Date of Award
Master of Science in Orthotics and Prosthetics
Additive Manufacturing (AM) is disrupting fabrication techniques, bringing new design possibilities with associated benefits of less waste, improved design, improved time management, and less cost. The field of Orthotics and Prosthetics (O&P) is investigating how 3D printing, a subset of AM, can be used for fabrication of O&P devices. Before this technology is fully accepted, it needs to go through rigorous testing to ensure the safety of the individuals using the devices and the longevity of the devices themselves to ensure long term-use as a viable option. Research needs to define which type of 3D printing technology and what printed materials practitioners can rely on.

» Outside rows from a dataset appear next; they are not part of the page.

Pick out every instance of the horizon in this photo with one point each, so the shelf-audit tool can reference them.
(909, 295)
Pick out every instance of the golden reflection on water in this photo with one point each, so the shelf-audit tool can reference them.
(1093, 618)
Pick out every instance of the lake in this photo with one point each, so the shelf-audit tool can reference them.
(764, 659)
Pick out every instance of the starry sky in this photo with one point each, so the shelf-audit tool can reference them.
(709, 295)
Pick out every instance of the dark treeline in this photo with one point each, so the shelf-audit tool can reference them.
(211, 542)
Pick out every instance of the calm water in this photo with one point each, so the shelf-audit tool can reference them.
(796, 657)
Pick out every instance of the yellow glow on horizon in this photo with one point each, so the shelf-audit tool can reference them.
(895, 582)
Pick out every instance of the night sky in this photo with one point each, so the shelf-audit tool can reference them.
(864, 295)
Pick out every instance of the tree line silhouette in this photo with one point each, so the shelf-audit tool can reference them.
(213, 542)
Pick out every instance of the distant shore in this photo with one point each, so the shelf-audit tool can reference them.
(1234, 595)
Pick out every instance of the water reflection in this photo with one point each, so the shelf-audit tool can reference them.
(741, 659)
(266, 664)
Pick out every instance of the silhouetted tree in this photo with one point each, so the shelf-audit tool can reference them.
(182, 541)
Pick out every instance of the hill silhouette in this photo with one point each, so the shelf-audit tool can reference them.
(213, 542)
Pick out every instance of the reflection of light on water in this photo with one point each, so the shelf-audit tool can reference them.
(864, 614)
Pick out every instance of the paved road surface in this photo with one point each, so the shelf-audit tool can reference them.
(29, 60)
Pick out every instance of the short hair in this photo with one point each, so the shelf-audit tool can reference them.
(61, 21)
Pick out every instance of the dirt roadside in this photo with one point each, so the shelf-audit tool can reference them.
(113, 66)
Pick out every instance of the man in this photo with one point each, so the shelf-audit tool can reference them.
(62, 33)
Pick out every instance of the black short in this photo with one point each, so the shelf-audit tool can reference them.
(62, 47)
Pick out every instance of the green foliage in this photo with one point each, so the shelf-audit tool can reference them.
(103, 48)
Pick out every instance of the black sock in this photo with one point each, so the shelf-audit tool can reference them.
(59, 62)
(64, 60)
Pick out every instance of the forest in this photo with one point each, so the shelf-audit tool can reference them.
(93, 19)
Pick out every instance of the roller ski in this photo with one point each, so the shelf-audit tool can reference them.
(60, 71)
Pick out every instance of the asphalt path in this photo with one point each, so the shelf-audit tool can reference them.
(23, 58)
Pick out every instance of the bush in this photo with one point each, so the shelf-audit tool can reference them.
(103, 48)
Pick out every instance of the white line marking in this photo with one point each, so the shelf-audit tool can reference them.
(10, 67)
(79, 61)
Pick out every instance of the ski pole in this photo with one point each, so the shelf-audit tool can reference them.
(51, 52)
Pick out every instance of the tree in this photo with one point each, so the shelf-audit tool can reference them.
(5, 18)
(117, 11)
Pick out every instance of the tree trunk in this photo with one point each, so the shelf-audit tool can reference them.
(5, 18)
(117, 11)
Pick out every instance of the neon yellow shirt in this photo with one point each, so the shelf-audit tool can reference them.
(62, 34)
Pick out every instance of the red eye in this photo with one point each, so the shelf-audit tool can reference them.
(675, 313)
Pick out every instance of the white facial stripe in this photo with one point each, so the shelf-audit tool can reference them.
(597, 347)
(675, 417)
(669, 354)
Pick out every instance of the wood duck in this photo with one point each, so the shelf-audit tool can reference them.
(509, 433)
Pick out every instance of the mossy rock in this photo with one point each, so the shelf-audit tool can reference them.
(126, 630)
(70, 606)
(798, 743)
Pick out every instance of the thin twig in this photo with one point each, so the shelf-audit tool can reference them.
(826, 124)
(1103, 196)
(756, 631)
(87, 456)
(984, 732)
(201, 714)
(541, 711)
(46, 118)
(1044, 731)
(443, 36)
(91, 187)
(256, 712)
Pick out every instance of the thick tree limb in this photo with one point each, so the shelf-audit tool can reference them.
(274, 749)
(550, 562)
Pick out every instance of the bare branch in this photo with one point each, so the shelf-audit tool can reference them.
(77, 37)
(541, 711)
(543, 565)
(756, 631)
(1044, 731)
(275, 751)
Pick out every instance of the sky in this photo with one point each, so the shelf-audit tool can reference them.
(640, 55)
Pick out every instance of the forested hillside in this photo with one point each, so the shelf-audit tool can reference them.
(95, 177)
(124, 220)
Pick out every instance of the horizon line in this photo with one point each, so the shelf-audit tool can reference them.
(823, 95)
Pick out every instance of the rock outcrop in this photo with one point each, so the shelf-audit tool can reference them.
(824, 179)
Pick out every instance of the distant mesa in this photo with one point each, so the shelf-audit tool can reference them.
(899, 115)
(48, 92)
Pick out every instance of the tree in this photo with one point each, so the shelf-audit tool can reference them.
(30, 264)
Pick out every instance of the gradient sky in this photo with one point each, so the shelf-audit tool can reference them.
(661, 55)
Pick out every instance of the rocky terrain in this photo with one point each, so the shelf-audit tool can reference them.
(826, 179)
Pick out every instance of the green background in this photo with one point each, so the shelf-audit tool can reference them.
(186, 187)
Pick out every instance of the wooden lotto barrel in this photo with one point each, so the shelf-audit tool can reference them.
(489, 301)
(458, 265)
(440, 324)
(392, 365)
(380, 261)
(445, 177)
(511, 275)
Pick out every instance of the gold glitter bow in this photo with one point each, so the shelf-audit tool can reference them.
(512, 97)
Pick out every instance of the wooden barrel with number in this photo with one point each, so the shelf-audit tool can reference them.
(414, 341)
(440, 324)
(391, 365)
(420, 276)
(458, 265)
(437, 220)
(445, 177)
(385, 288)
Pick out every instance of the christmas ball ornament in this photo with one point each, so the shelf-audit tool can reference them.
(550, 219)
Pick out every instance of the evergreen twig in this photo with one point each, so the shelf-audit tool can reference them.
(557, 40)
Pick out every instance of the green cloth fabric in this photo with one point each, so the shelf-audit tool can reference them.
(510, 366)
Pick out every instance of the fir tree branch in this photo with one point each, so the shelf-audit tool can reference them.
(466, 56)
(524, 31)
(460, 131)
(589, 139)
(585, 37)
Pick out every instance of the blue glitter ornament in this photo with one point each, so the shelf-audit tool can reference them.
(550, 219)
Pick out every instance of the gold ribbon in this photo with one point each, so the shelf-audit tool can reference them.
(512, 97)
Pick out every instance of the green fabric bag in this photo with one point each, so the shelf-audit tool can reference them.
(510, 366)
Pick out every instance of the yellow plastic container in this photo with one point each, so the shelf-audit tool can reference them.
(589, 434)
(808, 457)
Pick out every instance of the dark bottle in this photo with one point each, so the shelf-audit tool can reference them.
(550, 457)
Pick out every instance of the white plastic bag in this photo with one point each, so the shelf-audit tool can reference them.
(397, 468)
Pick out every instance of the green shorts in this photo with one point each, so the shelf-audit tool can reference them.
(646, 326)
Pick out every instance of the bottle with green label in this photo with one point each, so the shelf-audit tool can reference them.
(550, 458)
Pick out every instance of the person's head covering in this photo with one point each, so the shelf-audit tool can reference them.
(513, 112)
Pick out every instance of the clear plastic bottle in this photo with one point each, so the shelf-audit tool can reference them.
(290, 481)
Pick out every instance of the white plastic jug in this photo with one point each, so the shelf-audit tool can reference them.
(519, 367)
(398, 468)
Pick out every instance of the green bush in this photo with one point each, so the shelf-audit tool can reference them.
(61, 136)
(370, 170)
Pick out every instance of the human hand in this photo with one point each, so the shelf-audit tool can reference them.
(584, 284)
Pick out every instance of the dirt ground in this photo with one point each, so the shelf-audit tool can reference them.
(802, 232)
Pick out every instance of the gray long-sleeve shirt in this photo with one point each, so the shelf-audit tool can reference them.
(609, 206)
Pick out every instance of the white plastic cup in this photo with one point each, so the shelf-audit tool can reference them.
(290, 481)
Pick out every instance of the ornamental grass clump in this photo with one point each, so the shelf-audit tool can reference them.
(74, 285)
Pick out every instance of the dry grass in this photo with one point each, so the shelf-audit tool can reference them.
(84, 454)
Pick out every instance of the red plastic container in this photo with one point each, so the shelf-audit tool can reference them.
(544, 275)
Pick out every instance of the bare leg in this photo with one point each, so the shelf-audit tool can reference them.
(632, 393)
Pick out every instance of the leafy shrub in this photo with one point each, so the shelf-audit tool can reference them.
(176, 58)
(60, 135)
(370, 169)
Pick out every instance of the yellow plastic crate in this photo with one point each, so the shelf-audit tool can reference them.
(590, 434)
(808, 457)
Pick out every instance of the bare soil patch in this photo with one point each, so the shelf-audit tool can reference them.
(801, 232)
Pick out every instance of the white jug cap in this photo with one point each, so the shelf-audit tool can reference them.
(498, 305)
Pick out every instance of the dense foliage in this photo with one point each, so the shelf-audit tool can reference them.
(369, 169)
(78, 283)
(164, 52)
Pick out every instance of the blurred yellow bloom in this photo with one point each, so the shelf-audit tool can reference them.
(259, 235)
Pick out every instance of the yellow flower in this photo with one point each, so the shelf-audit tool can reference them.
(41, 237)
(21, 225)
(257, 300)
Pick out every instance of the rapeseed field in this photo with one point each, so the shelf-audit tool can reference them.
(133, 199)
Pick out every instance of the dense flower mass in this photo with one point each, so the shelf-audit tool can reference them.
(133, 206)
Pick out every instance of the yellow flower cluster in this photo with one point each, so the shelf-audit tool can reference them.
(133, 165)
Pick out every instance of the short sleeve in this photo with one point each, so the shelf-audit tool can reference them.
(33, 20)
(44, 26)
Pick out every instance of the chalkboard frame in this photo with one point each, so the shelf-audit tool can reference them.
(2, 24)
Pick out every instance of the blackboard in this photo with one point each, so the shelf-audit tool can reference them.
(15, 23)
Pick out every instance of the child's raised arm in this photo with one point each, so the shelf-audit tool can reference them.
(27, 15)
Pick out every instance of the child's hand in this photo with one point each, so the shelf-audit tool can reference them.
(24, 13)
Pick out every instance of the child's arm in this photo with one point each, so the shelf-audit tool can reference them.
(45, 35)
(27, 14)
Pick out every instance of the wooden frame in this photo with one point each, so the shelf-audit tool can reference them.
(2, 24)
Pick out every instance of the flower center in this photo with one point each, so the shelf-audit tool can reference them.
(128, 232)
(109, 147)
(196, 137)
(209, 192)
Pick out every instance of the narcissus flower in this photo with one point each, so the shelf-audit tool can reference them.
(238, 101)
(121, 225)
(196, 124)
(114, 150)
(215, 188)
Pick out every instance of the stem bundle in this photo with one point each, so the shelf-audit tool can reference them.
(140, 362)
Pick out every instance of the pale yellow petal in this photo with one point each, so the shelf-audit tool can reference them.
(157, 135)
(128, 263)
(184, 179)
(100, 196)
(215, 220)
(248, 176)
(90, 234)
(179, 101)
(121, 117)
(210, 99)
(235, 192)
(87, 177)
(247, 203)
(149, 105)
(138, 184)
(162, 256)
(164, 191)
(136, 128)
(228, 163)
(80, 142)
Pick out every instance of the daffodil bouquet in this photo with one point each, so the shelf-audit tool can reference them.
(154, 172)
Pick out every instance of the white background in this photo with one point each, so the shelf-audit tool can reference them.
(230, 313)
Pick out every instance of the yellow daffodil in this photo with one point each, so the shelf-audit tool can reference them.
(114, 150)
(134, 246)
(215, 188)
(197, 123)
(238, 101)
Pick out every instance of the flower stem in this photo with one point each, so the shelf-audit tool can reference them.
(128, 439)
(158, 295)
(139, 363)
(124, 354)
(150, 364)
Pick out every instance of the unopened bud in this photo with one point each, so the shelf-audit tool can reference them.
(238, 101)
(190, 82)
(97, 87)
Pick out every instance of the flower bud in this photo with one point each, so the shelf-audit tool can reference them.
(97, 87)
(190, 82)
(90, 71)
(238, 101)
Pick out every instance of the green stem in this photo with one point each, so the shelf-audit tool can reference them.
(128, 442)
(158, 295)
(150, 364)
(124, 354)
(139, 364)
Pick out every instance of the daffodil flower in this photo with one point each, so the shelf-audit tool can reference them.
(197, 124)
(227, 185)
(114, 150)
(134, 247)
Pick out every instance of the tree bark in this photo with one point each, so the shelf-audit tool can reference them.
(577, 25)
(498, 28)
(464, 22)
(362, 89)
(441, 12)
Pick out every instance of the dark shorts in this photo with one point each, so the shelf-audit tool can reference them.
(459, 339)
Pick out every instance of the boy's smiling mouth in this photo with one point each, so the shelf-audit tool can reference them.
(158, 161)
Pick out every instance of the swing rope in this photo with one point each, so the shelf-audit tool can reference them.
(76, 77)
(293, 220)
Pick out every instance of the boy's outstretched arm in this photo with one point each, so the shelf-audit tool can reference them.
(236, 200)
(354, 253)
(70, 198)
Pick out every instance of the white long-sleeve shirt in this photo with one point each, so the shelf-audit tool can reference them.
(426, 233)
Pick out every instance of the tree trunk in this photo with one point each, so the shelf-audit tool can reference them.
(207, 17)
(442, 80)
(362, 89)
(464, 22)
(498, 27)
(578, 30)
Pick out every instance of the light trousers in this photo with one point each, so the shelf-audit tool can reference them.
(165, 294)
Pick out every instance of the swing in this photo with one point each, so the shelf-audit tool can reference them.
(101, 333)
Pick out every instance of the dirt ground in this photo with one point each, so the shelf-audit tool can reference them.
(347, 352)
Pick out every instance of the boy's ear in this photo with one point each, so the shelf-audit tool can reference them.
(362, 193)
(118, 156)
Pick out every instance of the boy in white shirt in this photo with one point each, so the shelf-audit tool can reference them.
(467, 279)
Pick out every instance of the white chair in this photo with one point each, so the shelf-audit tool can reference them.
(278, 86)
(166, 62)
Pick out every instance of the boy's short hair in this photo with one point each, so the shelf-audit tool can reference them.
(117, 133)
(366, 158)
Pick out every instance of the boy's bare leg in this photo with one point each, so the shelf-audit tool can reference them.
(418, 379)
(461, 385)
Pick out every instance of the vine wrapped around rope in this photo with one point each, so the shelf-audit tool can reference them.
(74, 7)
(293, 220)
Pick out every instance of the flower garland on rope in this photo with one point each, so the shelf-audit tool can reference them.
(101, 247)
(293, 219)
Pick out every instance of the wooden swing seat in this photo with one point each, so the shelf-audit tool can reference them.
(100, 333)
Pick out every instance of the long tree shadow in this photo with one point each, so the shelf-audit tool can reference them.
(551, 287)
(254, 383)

This study will focus on three 3D printing technologies, Fused Deposition Modeling (FDM), Selective Laser Sintering (SLS), and Multi Jet Printing (MJP) along with multiple printable materials. These printed sockets will be identical to each other and undergo 600,000 repetitions on a Tinius Olsen machine. The sockets will be visually assessed, tested with dye to identify any defects, and brought to ultimate failure using the Tinius Olsen machine. Visual and numerical fail points will be recorded which will be compared to the ISO 10328 threshold of 4480N, identifying which 3D printing technologies and printed materials will best be suited for O&P devices. As 3D printing continues to evolve and integrate into the O&P community, this study will serve as a basis to know what 3D printing technologies and materials will keep patients safe while still serving the ultimate purpose of regaining and maintaining their mobility.